(1.) THE above tax case appeals are directed against the common order of the Income-tax Appellate Tribunal dated 11.2.2005 made in ITA Nos.346 and 347/Mds/1999 for the assessment years 1995-96 and 1996-97 respectively.
(2.) THE Revenue is the appellant. THE relevant assessment years are 1995-96 and 1996-97. THE assessee is an exporter of readymade garments. THE assessee claimed deduction under Section 80HHC for both the assessment years 1995-96 and 1996-97. THE Assessing Officer while making the prima facie adjustment under Section 143(1)(a) of the Act, set off the business loss arrived under Section 80HHC(3) and accordingly by assessment orders dated 30.10.1996 restricted the deductions to Rs.11,29,091/- and Rs.5,03,209/- for the assessment years 1995-96 and 1996-97 respectively. Against the said assessment orders dated 30.10.1996, the assessee preferred appeals before the Commissioner of Income-Tax (Appeals), who by common order dated 24.11.1998, allowed the appeals accepting the contention of the assessee that the Assessing Officer while exercising the power under Section 143(1)(a) ought not to have set off the business loss arrived under Section 80HHC(3) and restricted the deduction to Rs.11,29,091/- and Rs.5,03,209/- for the assessment years 1995-96 and 1996-97 respectively even without giving an opportunity to the assessee and calling for the evidence and objections from the assessee as contemplated under Section 143(2)(i) and (ii) and that the Assessing Officer ought not to have deducted the notional loss from the export profit and accordingly the Commissioner held that the prima facie adjustment is not warranted for both the assessment years and directed the Assessing Officer to allow the deduction under Section 80HHC as claimed by the assessee. Against the said order dated 24.11.1998, the Revenue preferred further appeals before the Income-tax Appellate Tribunal. THE Appellate Tribunal by common order dated 11.2.2005 confirmed the view of the Commissioner of Income-tax (Appeals) and dismissed the appeals.

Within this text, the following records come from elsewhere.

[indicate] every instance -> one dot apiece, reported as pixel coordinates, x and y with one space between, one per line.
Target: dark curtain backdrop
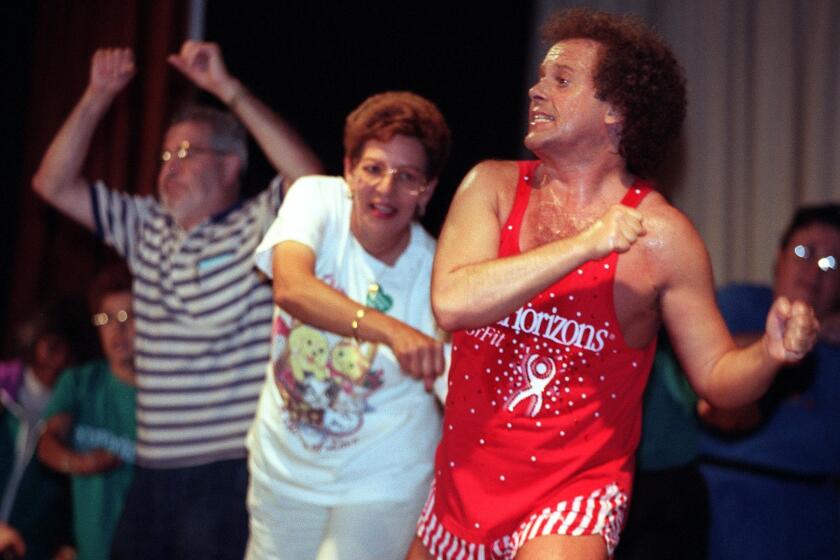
45 255
312 62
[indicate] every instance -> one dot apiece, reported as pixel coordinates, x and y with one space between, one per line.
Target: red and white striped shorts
600 513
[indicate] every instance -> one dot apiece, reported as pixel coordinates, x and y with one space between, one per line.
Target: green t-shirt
102 408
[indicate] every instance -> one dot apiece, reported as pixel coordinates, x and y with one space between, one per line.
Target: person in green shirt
90 431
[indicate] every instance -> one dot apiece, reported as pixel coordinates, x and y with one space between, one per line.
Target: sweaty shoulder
672 244
493 181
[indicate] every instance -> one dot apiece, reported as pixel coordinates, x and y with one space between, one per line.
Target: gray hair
227 133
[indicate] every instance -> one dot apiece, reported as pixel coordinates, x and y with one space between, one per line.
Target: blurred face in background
115 323
806 268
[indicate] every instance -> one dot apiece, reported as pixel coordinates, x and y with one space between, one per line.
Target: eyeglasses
827 263
101 319
185 150
405 179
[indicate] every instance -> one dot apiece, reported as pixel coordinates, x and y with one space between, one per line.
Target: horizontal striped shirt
203 321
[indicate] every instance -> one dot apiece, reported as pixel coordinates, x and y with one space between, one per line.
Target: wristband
360 314
237 95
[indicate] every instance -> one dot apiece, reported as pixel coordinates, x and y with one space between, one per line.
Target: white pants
285 529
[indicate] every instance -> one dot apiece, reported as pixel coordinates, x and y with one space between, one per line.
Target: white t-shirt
329 429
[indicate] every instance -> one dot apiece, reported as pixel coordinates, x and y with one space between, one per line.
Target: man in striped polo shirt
202 312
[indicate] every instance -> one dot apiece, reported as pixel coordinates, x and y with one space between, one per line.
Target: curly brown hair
637 74
382 116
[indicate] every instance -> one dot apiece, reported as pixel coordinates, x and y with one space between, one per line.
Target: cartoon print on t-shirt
325 389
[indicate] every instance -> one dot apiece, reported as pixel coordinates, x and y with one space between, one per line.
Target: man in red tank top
554 277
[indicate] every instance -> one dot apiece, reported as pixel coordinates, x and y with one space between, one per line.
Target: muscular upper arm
471 231
687 299
292 265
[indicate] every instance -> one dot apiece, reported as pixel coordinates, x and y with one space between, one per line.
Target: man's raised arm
58 179
472 286
202 63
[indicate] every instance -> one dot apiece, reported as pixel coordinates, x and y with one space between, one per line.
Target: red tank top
544 405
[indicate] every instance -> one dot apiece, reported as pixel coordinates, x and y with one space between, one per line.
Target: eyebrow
555 65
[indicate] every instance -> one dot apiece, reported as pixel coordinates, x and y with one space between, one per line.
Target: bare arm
472 286
54 452
202 63
58 179
300 293
721 373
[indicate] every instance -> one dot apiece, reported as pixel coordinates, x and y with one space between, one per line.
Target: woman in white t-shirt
341 450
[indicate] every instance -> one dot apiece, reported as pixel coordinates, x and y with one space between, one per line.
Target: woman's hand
420 356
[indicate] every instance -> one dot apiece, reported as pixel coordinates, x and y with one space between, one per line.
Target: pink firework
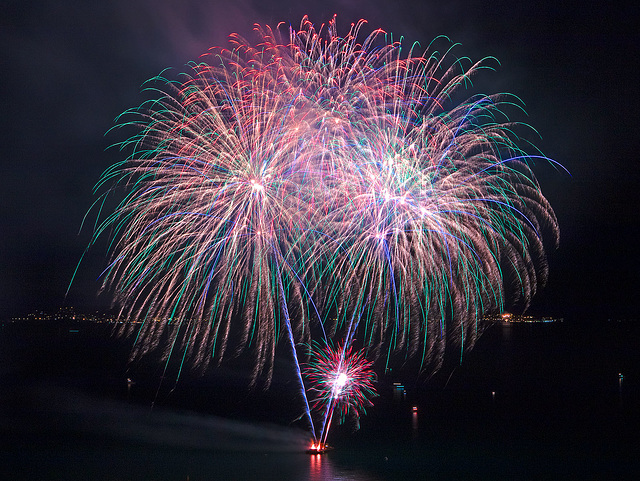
342 381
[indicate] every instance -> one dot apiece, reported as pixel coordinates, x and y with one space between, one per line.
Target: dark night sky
68 68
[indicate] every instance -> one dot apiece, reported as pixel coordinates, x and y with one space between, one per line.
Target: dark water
529 402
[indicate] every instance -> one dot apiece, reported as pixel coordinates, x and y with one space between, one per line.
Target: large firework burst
320 181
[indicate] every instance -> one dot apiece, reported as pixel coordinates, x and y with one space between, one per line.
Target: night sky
69 68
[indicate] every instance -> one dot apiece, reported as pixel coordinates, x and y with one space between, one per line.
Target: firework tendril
311 186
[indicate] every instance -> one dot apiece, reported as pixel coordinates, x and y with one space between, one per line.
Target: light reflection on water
322 468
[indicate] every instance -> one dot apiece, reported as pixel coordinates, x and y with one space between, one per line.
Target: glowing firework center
251 218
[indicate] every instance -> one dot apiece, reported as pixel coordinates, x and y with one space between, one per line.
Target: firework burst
317 186
341 381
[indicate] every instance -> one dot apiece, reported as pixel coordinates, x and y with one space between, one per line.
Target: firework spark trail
342 381
320 182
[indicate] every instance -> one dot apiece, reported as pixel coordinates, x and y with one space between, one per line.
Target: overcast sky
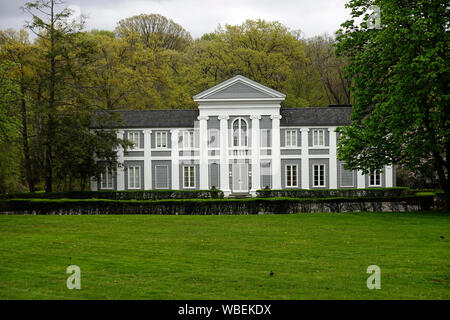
312 17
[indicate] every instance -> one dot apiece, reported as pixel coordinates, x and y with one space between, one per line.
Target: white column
224 167
360 180
276 152
147 159
120 168
256 175
203 135
305 159
333 158
94 186
389 176
175 160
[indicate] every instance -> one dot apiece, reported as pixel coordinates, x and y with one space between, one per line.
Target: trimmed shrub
121 195
326 193
214 206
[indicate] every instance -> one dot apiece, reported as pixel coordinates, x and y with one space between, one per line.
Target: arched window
240 133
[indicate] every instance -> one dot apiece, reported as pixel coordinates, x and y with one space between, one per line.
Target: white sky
313 17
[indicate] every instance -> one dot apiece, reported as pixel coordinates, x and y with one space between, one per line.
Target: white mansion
239 140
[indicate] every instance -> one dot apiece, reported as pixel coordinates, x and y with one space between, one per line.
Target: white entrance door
240 177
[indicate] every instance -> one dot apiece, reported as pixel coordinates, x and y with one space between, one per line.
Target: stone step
239 195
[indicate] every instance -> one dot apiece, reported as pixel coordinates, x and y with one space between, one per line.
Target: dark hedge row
215 206
326 193
121 195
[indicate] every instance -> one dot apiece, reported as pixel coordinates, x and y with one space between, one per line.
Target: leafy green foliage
216 206
401 94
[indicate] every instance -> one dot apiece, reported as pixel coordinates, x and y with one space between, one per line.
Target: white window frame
189 177
240 133
269 132
105 176
353 176
133 169
324 176
188 139
156 177
136 142
377 172
292 176
291 134
318 132
161 134
270 171
217 131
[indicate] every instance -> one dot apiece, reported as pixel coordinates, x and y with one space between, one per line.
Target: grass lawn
313 256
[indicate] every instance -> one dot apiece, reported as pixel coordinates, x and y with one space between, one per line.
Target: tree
54 29
401 74
263 51
9 126
15 47
155 31
62 101
321 54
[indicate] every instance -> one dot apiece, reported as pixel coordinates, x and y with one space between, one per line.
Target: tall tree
401 76
55 31
321 54
9 127
154 31
263 51
15 47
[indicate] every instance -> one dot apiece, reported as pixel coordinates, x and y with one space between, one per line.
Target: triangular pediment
239 87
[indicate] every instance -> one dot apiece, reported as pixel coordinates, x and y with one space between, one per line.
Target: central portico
244 109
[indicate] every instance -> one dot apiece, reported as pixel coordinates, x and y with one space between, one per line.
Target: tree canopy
401 82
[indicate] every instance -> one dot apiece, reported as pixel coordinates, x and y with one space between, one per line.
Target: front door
240 177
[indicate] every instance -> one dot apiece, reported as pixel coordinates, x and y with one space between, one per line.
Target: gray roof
320 116
151 119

(3.) IT is settled law that even though losses should be deducted from the profit available for the purpose of computation of relief under Section 80HHC, since the question of relief under Section 80HHC is a debatable issue, which does not fall within the purview of prima facie adjustment under Section 143(1)(a) and the same could be taken up only in regular assessment under Section 143(3) of the Act, the action of the Revenue invoking Section 154 of the Act to rectify the intimation under Section 143(1)(a) of the Act was not valid, vide Commissioner of Income-tax v. Nameel Leathers and Uppers 273 ITR 350.